CELLE. Nach der langen Regenperiode seit Mitte Juli hat nun der zweite große Teil der Getreideernte begonnen. Denn vor dem Regen wurden nur Wintergerste und ein klein wenig Braugerste geerntet. Beides mit durchschnittlichen bis guten Erträgen und Qualitäten.


Seit Mittwoch laufen die Mähdrescher wieder auf Hochtouren im Celler Land, um Braugerste, Roggen, Weizen, und Triticale zu ernten. Die Braugerste hat durch den dauernden Regen so starke Qualitätseinbußen hinnehmen müssen, dass damit kein Malz erzeugt und diese nur noch als Futter oder für die Biogasanlage verwendet werden kann.

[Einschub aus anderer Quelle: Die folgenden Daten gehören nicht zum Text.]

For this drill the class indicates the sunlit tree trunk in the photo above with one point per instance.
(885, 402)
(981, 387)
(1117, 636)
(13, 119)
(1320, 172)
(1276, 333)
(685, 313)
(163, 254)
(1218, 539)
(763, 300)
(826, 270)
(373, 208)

Foto: Landwirt Ole Rösch aus Scheuen betrachtet die geerntete Triticale. „Das Korn ist trocken, aber Qualität und Ertrag lassen deutlich zu wünschen übrig“ ist seine erste Einschätzung.


Ebenso ist geht es dem Roggen und Weizen, denn die Backqualität wird nicht erreicht. Auch hier geht es in den Futtertrog oder – bei ganz starkem Auswuchs in die Biogasanlage. Mit dieser Getreideernte werden die Celler Landwirte starke Einkommens-Einbußen hinnehmen müssen, denn die schlechte Qualität führt zum einen zu starken Preisabschlägen und zum anderen können damit viele Kontrakte nicht erfüllt werden.


Im Landkreis Celle wird durchschnittlich 14.500 ha Getreide angebaut. Davon machen Roggen ca. 5.000 ha und Braugerste ca. 3.000 ha den größten Teil aus.



Fotos: Lohnunternehmer Karsten Knoop drischt die Triticale von Ole Rösch in der Nähe von Scheuen.